執筆者:弁護士 阿久津透(AI・データ(個人情報等)チーム)
1.はじめに
令和2(2020)年6月12日に公布された改正個人情報保護法(以下「改正法」といいます。)については、個人情報保護委員会での論点検討を経て、現在は政令案と規則案が公開されています。
想定スケジュールでは、令和3(2021)年5月頃にガイドラインの意見募集が開始される予定です。
本記事では、改正個人情報保護法のうち「個人関連情報」について、ガイドライン公表前の現時点(2021年2月25日)での内容を整理していきます。
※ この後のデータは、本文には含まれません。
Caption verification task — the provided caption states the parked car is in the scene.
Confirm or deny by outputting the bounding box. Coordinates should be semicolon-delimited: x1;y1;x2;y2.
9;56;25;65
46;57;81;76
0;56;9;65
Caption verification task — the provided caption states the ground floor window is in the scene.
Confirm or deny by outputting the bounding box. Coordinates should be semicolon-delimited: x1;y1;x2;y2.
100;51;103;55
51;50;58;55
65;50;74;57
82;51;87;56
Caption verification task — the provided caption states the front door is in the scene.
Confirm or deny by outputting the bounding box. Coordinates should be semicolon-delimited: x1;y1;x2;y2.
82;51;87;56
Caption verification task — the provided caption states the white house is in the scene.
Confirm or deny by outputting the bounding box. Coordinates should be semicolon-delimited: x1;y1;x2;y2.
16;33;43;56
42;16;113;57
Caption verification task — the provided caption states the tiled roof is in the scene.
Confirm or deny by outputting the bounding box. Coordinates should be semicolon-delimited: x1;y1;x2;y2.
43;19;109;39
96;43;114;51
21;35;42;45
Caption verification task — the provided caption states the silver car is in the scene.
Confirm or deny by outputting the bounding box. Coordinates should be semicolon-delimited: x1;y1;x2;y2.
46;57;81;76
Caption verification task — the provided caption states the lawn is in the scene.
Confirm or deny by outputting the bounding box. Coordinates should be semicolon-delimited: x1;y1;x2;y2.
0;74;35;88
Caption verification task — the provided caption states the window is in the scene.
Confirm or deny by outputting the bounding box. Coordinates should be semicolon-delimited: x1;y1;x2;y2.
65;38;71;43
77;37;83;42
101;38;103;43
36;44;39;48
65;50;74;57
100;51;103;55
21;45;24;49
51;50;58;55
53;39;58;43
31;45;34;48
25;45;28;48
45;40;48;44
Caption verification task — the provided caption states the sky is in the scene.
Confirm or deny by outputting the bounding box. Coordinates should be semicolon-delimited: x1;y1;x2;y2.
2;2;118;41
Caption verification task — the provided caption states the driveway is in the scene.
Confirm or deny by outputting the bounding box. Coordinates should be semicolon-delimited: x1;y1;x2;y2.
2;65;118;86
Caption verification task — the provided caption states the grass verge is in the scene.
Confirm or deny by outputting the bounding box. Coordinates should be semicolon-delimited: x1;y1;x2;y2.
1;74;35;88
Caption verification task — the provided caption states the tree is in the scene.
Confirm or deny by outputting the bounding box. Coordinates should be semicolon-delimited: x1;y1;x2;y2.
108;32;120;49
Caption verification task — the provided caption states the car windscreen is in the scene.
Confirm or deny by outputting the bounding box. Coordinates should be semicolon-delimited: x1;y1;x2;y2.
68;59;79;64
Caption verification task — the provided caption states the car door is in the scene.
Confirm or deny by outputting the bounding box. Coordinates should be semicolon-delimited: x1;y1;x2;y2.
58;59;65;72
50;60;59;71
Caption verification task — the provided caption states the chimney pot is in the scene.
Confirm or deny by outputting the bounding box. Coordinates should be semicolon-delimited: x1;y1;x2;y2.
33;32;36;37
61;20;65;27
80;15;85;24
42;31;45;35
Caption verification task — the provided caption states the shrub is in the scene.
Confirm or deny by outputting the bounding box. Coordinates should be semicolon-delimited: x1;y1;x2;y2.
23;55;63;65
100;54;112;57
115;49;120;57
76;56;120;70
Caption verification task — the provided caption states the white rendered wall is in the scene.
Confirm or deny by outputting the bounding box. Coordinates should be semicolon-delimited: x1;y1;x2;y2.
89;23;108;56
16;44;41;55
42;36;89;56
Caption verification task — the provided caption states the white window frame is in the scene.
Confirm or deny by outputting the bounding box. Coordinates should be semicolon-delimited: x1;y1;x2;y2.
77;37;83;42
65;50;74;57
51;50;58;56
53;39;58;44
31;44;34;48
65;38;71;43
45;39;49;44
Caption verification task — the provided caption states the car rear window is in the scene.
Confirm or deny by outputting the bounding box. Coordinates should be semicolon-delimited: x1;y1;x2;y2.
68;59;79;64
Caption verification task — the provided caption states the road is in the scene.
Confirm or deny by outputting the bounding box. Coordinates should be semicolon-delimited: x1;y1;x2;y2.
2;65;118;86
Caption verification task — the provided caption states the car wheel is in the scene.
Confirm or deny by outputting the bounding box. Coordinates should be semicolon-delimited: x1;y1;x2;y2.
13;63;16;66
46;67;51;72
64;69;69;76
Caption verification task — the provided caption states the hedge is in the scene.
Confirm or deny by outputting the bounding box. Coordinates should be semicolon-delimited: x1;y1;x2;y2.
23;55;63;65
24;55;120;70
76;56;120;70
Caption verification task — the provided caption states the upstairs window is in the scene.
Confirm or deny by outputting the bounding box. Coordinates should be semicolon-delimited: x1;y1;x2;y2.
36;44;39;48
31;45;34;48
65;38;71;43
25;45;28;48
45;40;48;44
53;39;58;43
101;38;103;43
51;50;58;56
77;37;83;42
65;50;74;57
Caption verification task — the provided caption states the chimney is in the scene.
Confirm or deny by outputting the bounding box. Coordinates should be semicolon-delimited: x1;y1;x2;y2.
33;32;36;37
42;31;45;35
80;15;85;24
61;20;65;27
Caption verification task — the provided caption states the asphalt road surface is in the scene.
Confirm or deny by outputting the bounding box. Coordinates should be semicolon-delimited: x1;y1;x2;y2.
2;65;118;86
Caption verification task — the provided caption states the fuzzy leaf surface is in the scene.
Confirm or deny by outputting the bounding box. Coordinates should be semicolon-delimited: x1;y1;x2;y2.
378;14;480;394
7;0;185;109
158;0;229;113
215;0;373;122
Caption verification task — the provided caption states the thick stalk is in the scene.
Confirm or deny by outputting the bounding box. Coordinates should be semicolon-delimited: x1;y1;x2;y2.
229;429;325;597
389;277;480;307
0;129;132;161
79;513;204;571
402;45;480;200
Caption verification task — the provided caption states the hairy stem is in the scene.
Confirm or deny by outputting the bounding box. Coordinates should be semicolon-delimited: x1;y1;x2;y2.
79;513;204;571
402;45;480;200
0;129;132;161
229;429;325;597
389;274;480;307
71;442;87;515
そもそも「個人関連情報」に該当するのか、なぜこの概念が導入されるに至ったのか、という点についてはこちらの「デジタルマーケティングと個人情報改正」の記事の中で解説していますので、併せてご確認ください。
2.個人関連情報に関する規制の概要
個人関連情報に関する規制は、提供元(情報を渡す側)では「個人データ」には該当しないものの、提供先(情報を受けとる側)において「個人データ」となることが想定されるような情報の提供に際して、一定の事項を確認することを義務付けるものです(改正法26の2)。

(引用:第158回個人情報保護委員会 資料1、P2)
3.個人関連情報の一般的なフロー
個人関連情報の第三者提供の一般的なフローと各段階での検討事項は以下のようになります。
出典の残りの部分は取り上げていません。